EDIT: forgot to post test-code:
#include "cute.h"
#include "ide_listener.h"
#include "cute_runner.h"
#include "Readers/VariableReader.h"
using namespace BAT;
static VariableReader<int> *reader;
void setUp(){
reader = new VariableReader<int>::VariableReader();//this is problem-line
}
void thisIsATest() {
ASSERTM("start writing tests", false);
}
void runSuite(){
cute::suite s;
//TODO add your test here
s.push_back(CUTE(thisIsATest));
cute::ide_listener lis;
cute::makeRunner(lis)(s, "The Suite");
}
int main(){
runSuite();
}
I get following error message:
Building target: BAT_Tests
Invoking: GCC C++ Linker
g++ -L"/workspace/BAT/Debug Gcov" -fprofile-arcs -ftest-coverage -std=c99 -o"BAT_Tests" ./src/Test.o -lBAT
./src/Test.o: In function `setUp()':
/workspace/BAT_Tests/Debug Gcov/../src/Test.cpp:13: undefined reference to `BAT::VariableReader<int>::VariableReader()'
collect2: ld returned 1 exit status
make: *** [BAT_Tests] Error 1
As I understand it the linker tries to find the constructor for VariableReader, which is not explicitly defined since I want to have a general constructor only.

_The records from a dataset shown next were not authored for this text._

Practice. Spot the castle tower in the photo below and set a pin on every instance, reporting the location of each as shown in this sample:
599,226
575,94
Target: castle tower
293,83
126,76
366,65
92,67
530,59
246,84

Please help me to understand what I am missing.
The C++ FAQ Lite section on How can I avoid linker errors with my template functions? shows two solutions:
Move the template class's methods into the .h file (or a file included by the .h file).
Instantiate the template in the .cpp file using template VariableReader<unsigned int>;.
The constructor(s) and destructor doesn't need the template arguments in it. In addition, template classes must have the full source available to compile- you can't declare the members and define them in another translation unit like you can with normal classes.